Submitted via IRC for TheMightyBuzzard
Researchers devised a browser fingerprinting technique that allows interested parties to "identify" users across different browsers on the same machine.
The group – Yinzhi Cao and Song Li from Lehigh University, and Erik Wijmans from Washington University in St. Louis – found that many novel OS and hardware level features, such as those from graphic cards, CPU, and installed writing scripts, can be used to accurately "fingerprint" users.
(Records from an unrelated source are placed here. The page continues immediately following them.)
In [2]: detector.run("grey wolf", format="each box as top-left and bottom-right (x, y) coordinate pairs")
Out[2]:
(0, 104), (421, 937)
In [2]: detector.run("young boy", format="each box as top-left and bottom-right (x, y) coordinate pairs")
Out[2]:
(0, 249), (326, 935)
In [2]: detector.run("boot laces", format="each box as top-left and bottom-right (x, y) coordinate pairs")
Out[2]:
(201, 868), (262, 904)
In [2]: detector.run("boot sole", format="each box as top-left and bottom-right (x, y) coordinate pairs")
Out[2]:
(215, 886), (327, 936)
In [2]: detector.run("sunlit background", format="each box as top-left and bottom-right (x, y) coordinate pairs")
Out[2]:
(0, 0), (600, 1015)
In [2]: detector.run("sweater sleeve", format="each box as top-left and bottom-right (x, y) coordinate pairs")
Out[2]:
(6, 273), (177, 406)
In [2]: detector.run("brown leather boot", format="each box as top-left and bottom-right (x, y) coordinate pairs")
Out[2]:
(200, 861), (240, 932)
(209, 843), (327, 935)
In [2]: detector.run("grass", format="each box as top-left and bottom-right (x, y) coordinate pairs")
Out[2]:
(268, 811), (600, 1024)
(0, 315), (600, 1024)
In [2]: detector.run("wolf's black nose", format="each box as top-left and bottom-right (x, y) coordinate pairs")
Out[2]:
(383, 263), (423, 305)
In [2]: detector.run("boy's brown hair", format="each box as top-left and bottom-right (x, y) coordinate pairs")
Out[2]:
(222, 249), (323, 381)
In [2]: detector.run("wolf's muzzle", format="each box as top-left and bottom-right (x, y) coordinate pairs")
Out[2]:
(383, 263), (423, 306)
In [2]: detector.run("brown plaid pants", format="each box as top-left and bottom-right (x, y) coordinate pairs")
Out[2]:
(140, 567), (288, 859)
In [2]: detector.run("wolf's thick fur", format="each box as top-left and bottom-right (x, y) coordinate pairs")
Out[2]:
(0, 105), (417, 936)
"Our evaluation shows that our approach can successfully identify 99.24% of users as opposed to 90.84% for state of the art on single-browser fingerprinting against the same dataset," they noted. They have proposed and successfully tested a number of cross-browser fingerprintable features, including screen resolution, the number of CPU virtual cores, list of fonts, installed writing scripts, and more.
They extract those features by asking browsers to perform tasks that rely on corresponding OS and hardware functionalities. They found these fingerprintable features to be highly reliable – the removal of a single feature has little impact on the fingerprinting results. Also, that software rendering can be definitely used for fingerprinting.
Currently, the only way to prevent the collection of most of these features is to use the Tor Browser.
Source: https://www.helpnetsecurity.com/2017/01/17/cross-browser-fingerprinting/
(Score: 1) by Ethanol-fueled on Saturday January 21 2017, @03:31AM
Agreed.
Somewhat on-topic, when I was a poorfag and "borrowing" my neighbors' unsecured wireless connections, I'd use macchanger -r on Linux. Writing a plugin or even an application shouldn't be beyond the reach of a serious nerd or two. Hopefully it could randomize things such that they were not only convincing but randomized sufficiently enough to prevent security researchers' statistical black-box attacks against its footprint.